York IE CEO Kyle York joined Finside Chats to talk about the New England startup scene, the profitability of FinTech startups, co-founder relationships and more.

About Finside Chats

Finside Chats, hosted by Stavvy co-founders Josh Feinblum and Kosta Ligris, features interviews with top thought leaders on the most important and complex topics related to FinTech, startups and mortgage lending. Subscribe: Spotify

Key Takeaways

FinTech startup potential

“What I love about the FinTech sector is that clearly there’s software to disrupt financial markets and bring financial software to markets. But there’s also the ‘SaaS-plus’ transaction fees and the ‘SaaS-plus’ trend that’s happening with the Stripes and the Shopifys, the Squares: where you’re building in economics, either on the [return on investment] side or on the money-making, take-a-fee side. That’s on top of platform fees and recurring revenue fees.”

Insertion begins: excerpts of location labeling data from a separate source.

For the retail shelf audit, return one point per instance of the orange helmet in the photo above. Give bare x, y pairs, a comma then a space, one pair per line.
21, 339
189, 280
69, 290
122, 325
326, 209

Being accessible as a founder

“For founders — especially when you raise a lot of money, when you grow, when you get invited to speak on podcasts — I think you forget that as your team grows, people think you’re inaccessible, even if you don’t think you’re inaccessible. You have to manufacture those environments to make it clear that you are and you’re willing to listen.”

Startup hubs

“Everybody is a little bit too parochial about Silicon Valley vs. New York vs. Boston vs. Miami vs. Austin. I built my startup to $100 million annual recurring revenue in New Hampshire and sold it to Oracle. I actually think you can build great companies in FinTech, in infrastructure, in consumer, in marketplace anywhere you wish.”

Co-founder relationships

“You need alignment on vision, mission, core values, aspirations for the company, what type of company you want to build and your commitment to it. Those are a lot of things, honestly, that especially technical founders don’t talk about. They don’t align on them. That’s why you see so many breakups and so many buyouts and so many fledgling early-stage companies — because they’re bad at talking about it. That’s the soft stuff, but it’s the most important.”